While the press release does not specifically address this issue, it is expected that SEBI will allow filing of Indian Accounting Standards converged with IFRS. This is also in line with SEBI’s press release dated November 9, 2009, which allowed voluntary adoption of IFRS by listed entities having subsidiaries
in website http://www.sebi.gov.in/press/2009/3442009.html. Again, it needs to be noted that SEBI has only issued a press release. A notification in this regard, once issued, will be binding on the companies.
22. Will the interim financial statements be prepared under the Indian Accounting Standards converged with IFRS, when the company falls under a specific phase?
Yes, for example, where a company falls under Phase I and has a March 31 as year-end, it would have to prepare its interim financial statements as at June 30, 2011, in accordance with the Indian Accounting Standards converged with IFRS.
23. When the first interim financial statements are prepared under the Indian Accounting Standards converged with IFRS, under which standards will the comparative ones be presented?
Assuming SEBI takes cognisance of the proposed requirements under the Companies Act that there is no requirement to present comparatives for the first annual financial statements as per Indian Accounting Standards converged with IFRS, it would be appropriate to assume that this would hold good for the interim financial statements as well. Accordingly, the comparatives would be as per the interim financial statements prepared in accordance with the existing Indian Accounting Standards.
G. Other Issues
(Based on the Press Release Dated May 4, 2010)

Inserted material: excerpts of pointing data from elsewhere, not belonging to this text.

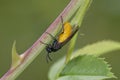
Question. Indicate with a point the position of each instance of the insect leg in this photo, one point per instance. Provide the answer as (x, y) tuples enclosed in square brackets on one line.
[(48, 57), (51, 36), (44, 43), (62, 23)]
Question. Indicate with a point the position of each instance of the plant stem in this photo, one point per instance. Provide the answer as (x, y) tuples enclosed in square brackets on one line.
[(29, 55)]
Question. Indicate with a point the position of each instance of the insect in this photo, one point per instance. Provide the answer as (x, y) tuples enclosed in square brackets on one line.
[(65, 36)]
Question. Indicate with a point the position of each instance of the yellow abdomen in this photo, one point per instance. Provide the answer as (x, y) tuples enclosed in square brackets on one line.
[(67, 32)]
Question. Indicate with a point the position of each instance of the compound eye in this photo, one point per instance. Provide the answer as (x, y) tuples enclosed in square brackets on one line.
[(48, 49)]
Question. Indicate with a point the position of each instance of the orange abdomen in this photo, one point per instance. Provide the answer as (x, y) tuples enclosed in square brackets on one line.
[(67, 32)]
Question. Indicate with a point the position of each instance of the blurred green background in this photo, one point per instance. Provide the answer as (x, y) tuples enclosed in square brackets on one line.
[(25, 21)]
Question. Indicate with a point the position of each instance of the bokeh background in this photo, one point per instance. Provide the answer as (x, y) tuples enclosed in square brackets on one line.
[(25, 21)]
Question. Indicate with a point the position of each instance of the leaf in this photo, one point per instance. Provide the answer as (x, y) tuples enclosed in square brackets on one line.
[(15, 57), (98, 48), (56, 69), (86, 68)]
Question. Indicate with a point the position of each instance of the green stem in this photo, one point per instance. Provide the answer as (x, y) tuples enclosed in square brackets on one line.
[(29, 55), (77, 20)]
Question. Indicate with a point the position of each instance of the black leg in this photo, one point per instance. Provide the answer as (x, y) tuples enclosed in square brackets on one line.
[(51, 36), (44, 43), (48, 57), (62, 24)]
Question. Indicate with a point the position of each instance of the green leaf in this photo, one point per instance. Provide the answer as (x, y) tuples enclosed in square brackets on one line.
[(15, 57), (56, 69), (98, 48), (86, 68)]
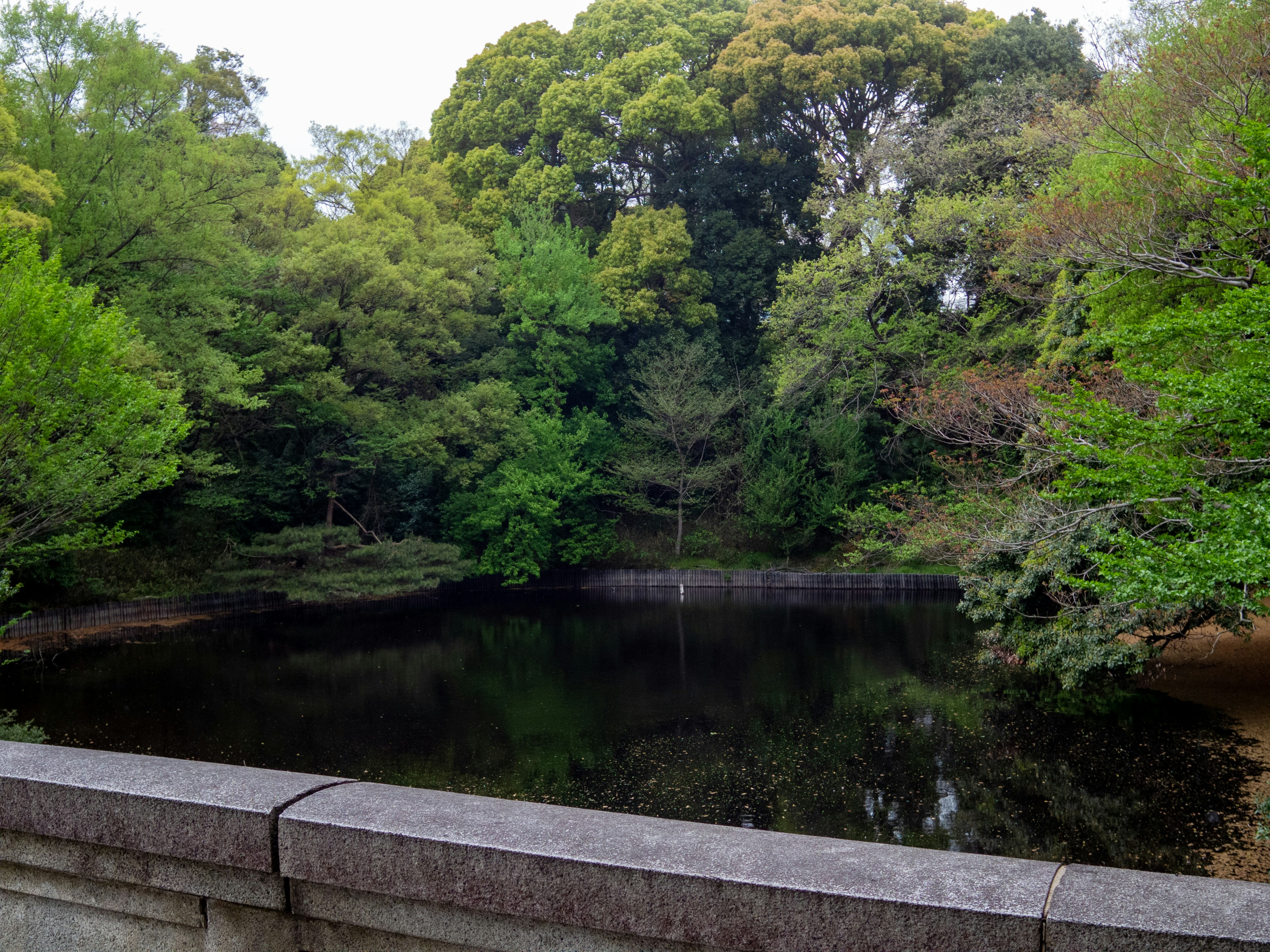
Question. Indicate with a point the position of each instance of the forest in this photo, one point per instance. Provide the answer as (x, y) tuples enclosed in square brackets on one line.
[(831, 286)]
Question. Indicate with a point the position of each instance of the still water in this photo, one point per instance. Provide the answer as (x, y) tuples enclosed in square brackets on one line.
[(833, 716)]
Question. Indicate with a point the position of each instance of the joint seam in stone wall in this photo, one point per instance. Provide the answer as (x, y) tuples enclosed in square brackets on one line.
[(1049, 898), (274, 824)]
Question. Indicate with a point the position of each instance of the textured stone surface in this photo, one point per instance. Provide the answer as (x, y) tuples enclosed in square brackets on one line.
[(243, 887), (39, 925), (317, 936), (661, 879), (234, 928), (210, 813), (1102, 909), (458, 927), (116, 896)]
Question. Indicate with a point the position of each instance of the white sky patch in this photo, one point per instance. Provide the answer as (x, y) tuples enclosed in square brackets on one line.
[(380, 63)]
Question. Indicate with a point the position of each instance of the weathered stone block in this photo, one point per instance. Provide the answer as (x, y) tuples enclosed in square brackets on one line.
[(1102, 909), (455, 927), (116, 896), (210, 813), (657, 879), (234, 928), (317, 936), (243, 887), (40, 925)]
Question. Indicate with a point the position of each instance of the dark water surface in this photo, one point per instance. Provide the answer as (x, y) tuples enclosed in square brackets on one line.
[(840, 718)]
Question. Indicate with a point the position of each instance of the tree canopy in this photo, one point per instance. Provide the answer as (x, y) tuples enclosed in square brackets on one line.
[(694, 282)]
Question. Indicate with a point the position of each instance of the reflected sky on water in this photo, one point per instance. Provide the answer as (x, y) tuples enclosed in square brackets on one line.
[(857, 718)]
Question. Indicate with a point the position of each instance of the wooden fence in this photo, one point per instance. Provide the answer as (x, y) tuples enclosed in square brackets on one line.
[(715, 579), (153, 610), (147, 610)]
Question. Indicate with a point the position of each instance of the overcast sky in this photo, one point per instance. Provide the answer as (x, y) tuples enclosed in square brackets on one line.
[(379, 63)]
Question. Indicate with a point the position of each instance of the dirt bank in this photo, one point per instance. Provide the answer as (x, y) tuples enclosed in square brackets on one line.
[(1232, 676)]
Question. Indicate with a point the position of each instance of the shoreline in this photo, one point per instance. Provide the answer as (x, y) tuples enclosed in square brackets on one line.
[(1234, 677)]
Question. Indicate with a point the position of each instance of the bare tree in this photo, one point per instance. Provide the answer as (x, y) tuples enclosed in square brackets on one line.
[(680, 446)]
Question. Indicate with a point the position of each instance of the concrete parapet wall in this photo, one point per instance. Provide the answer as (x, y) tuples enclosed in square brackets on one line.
[(102, 851)]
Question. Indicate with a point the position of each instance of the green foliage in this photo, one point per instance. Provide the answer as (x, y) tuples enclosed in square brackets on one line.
[(543, 507), (646, 273), (317, 564), (24, 733), (84, 427), (1188, 474), (801, 473), (837, 71), (554, 310)]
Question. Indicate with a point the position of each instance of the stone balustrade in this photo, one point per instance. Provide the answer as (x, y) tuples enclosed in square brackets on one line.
[(121, 853)]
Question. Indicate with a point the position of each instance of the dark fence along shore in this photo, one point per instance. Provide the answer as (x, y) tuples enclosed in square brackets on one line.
[(154, 610), (145, 610)]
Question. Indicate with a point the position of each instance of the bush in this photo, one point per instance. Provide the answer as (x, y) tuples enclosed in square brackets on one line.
[(316, 564)]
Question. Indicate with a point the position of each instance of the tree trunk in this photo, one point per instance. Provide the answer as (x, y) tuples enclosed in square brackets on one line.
[(679, 530), (331, 500)]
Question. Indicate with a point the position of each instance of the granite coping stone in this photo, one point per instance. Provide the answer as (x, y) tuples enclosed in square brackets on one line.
[(186, 809), (1099, 909), (690, 883)]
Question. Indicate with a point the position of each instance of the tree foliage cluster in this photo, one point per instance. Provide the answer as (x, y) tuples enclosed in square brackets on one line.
[(902, 282)]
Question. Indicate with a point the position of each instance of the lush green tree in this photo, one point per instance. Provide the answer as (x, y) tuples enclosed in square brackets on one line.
[(835, 73), (802, 471), (646, 273), (556, 311), (86, 424), (543, 507), (155, 159)]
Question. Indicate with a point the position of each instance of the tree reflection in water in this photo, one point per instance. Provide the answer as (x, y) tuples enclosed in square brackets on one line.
[(859, 719)]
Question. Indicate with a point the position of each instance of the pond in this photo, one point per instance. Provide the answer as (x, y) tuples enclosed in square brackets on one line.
[(839, 716)]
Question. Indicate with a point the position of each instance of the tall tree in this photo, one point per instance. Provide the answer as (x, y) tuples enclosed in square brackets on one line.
[(679, 450), (84, 422)]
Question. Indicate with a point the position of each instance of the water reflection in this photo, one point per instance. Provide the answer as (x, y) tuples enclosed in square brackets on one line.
[(858, 719)]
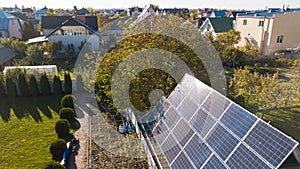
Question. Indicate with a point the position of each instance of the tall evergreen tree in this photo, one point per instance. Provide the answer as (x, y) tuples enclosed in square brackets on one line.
[(23, 86), (57, 87), (11, 87), (2, 90), (45, 85), (68, 83), (34, 89)]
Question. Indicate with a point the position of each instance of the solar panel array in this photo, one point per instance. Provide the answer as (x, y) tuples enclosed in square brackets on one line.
[(197, 127)]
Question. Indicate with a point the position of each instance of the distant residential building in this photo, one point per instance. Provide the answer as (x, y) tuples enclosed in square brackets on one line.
[(134, 11), (233, 14), (11, 9), (27, 11), (206, 12), (22, 18), (6, 55), (216, 26), (82, 11), (271, 30), (39, 13), (69, 29), (218, 13), (10, 26), (175, 11)]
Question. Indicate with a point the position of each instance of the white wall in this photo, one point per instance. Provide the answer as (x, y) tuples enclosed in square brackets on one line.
[(75, 40)]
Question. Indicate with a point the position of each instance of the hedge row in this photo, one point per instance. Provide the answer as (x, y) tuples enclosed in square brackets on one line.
[(21, 87)]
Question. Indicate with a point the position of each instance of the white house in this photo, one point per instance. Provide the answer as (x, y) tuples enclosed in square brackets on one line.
[(70, 30)]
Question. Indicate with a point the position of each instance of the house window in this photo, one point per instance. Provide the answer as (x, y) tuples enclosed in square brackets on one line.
[(280, 39), (261, 23)]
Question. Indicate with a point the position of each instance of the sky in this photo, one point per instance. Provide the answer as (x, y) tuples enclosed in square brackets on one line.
[(192, 4)]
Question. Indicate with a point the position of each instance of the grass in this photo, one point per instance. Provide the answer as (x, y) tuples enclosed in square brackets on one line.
[(27, 131), (286, 120)]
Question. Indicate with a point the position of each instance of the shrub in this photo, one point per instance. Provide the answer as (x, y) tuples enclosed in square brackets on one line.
[(57, 87), (62, 128), (23, 86), (57, 149), (54, 165), (67, 113), (68, 83), (34, 89), (2, 90), (68, 101), (11, 87), (45, 85)]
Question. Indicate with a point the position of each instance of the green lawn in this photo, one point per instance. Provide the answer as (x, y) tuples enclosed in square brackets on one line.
[(287, 120), (27, 131)]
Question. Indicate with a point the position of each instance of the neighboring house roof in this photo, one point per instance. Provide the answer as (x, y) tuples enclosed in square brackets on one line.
[(221, 24), (74, 22), (6, 54), (82, 11), (52, 22), (20, 15), (4, 18), (41, 11), (267, 13), (27, 10), (219, 13), (234, 13)]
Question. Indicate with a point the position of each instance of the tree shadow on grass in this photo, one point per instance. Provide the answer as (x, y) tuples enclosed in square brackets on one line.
[(29, 106), (4, 111), (46, 111)]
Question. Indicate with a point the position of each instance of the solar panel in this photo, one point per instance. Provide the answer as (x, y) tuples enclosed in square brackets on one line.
[(197, 151), (202, 122), (170, 148), (238, 120), (244, 158), (182, 132), (216, 104), (197, 127), (221, 141), (182, 162), (214, 163), (271, 144)]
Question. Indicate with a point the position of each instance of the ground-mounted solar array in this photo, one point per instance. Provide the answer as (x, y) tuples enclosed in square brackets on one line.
[(197, 127)]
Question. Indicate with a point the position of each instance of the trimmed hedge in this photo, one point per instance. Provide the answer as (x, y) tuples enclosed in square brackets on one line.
[(57, 149), (68, 101), (67, 113), (2, 90), (34, 89)]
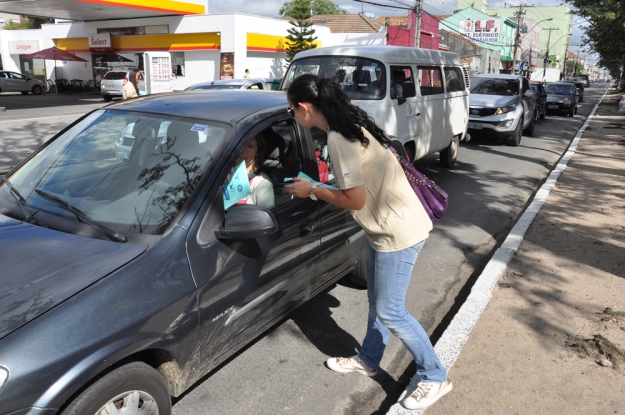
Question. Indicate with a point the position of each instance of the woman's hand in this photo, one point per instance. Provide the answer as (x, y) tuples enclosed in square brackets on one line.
[(299, 188)]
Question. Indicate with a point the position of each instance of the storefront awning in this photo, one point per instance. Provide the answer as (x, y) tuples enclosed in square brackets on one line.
[(88, 10)]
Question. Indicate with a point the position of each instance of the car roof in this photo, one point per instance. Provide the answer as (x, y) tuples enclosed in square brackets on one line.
[(220, 105)]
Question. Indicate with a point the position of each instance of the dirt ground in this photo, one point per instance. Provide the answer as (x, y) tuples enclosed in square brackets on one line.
[(552, 337)]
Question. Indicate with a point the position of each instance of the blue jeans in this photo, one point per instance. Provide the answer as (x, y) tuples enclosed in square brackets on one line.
[(388, 277)]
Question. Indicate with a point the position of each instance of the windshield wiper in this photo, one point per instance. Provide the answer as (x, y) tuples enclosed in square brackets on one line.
[(82, 216), (28, 218)]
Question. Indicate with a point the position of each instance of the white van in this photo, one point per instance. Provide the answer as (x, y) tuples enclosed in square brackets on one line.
[(426, 118)]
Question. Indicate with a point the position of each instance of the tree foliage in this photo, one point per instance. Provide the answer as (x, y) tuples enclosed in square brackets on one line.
[(319, 7), (300, 36), (27, 22), (605, 33)]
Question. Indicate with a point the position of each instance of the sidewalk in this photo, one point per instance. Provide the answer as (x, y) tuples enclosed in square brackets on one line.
[(549, 339)]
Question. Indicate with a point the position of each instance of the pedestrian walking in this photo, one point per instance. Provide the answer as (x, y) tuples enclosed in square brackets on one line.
[(131, 88), (374, 187)]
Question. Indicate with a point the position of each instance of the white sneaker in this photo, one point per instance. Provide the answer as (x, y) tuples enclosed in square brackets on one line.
[(350, 364), (426, 394)]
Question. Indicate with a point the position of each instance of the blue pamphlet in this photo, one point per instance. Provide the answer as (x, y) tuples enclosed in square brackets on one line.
[(238, 187)]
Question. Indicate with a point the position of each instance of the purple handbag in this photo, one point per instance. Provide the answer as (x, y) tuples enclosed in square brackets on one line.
[(433, 198)]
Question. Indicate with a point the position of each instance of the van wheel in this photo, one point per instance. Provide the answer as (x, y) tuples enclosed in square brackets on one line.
[(134, 388), (450, 154), (359, 274), (515, 138), (530, 128)]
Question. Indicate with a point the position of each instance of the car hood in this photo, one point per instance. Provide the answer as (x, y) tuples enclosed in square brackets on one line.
[(40, 268), (491, 101)]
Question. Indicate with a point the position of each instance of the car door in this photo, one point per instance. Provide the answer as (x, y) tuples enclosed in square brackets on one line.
[(244, 286)]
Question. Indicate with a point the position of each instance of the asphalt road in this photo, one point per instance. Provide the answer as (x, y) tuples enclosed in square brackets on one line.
[(283, 371)]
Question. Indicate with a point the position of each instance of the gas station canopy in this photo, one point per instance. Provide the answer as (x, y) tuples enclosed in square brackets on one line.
[(88, 10)]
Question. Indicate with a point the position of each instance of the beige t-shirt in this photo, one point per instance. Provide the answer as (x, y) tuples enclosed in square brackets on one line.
[(393, 217)]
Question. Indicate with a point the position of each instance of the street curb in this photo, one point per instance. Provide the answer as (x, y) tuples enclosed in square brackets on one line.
[(452, 340)]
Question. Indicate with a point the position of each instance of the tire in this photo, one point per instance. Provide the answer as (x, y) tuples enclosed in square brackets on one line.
[(530, 128), (515, 138), (450, 154), (145, 386), (359, 274)]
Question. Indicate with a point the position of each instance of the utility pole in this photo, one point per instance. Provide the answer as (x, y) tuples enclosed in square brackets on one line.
[(518, 14), (419, 13), (547, 53)]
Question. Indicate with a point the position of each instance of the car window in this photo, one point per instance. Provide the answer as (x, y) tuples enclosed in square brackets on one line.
[(454, 79), (402, 82), (360, 79), (494, 86), (130, 171), (430, 80), (115, 75)]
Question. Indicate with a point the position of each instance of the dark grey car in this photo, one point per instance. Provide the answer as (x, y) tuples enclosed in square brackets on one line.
[(124, 281)]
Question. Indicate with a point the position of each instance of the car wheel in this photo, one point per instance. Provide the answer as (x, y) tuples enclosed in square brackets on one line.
[(530, 128), (135, 388), (450, 154), (359, 274), (515, 138)]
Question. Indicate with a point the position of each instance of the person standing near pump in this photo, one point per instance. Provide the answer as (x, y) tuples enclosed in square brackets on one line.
[(373, 186), (131, 88)]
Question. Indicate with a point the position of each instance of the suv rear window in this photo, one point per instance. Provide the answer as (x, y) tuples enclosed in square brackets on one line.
[(115, 76)]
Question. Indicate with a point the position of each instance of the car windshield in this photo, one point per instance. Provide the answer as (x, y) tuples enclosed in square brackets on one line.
[(360, 79), (560, 89), (131, 172), (493, 86)]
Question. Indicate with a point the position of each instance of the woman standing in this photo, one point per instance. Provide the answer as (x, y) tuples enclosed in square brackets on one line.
[(131, 88), (374, 187)]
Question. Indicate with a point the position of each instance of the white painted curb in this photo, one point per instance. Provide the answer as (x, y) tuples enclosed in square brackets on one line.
[(450, 344)]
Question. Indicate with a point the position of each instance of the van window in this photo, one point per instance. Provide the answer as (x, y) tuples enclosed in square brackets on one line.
[(402, 82), (360, 79), (454, 79), (430, 80)]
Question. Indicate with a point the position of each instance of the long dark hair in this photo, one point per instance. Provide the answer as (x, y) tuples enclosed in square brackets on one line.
[(342, 116), (132, 78)]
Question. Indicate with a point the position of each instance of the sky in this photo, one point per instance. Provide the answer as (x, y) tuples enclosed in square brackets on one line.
[(437, 7)]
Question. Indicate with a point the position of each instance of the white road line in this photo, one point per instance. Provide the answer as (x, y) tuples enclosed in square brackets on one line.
[(450, 344)]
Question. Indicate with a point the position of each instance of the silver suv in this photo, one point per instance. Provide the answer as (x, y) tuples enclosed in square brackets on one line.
[(502, 106), (113, 81)]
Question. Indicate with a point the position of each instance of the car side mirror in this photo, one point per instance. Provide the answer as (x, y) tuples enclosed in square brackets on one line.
[(247, 222)]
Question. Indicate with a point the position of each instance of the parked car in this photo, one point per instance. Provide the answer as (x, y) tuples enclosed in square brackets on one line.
[(113, 81), (562, 97), (502, 106), (541, 98), (417, 96), (16, 82), (126, 281), (243, 83)]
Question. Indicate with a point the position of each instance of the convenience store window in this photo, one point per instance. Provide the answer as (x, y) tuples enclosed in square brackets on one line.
[(177, 63)]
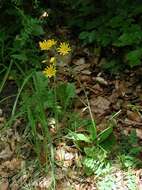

24. Can a company discontinue applying the Indian Accounting Standards converged with IFRS based on reassessment of eligibility criteria on a later date?
Once a company starts following the first set of Accounting Standards, that is, the Converged Accounting Standards on the basis of the eligibility criteria, it will be required to follow such Accounting Standards for all the subsequent financial statements even if any of the eligibility criteria does not subsequently apply to it.
25. Where the Indian Accounting Standards converged with IFRS are not fully consistent with IAS/IFRS issued by IASB, should Indian companies continue to apply Indian Accounting Standards converged with IFRS?
In case the notified Converged Accounting Standard is not fully consistent with the IAS/IFRS, that is, some deviations remains despite the intention to converge, as issued by the IASB, it is presumed that Indian companies will continue to follow the first set of Accounting Standards, that is, the Converged Accounting Standards as notified by the Government of India and will not adopt IFRS in toto.
26. As at what date should the net worth be computed for banks and NBFCs?
The MCA press release dated May 5, 2010 clarifies in Issues 4 and 8 that the date for determination of the criteria is the balance sheet as at March 31, 2011 or the first balance sheet prepared thereafter when the accounting year ends on another date.
27. How should net worth be computed for scheduled commercial banks/urban co-operative banks and NBFCs?
The MCA (Ministry Corporate Affairs) press release dated May 5, 2010, clarifies in Issue 8 that net worth will be calculated as:
Share Capital
Add: Reserves
Less: Revaluation Reserve
Miscellaneous Expenditure
Debit Balance of the P&L Account
28. When should net worth be computed for scheduled commercial banks/urban co-operative banks and NBFCs, which are not in existence as on March 31, 2011?
The MCA press release dated May 5, 2010 clarifies in Issues 8 that the net worth in such cases will be calculated based on the first balance sheet ending after that date.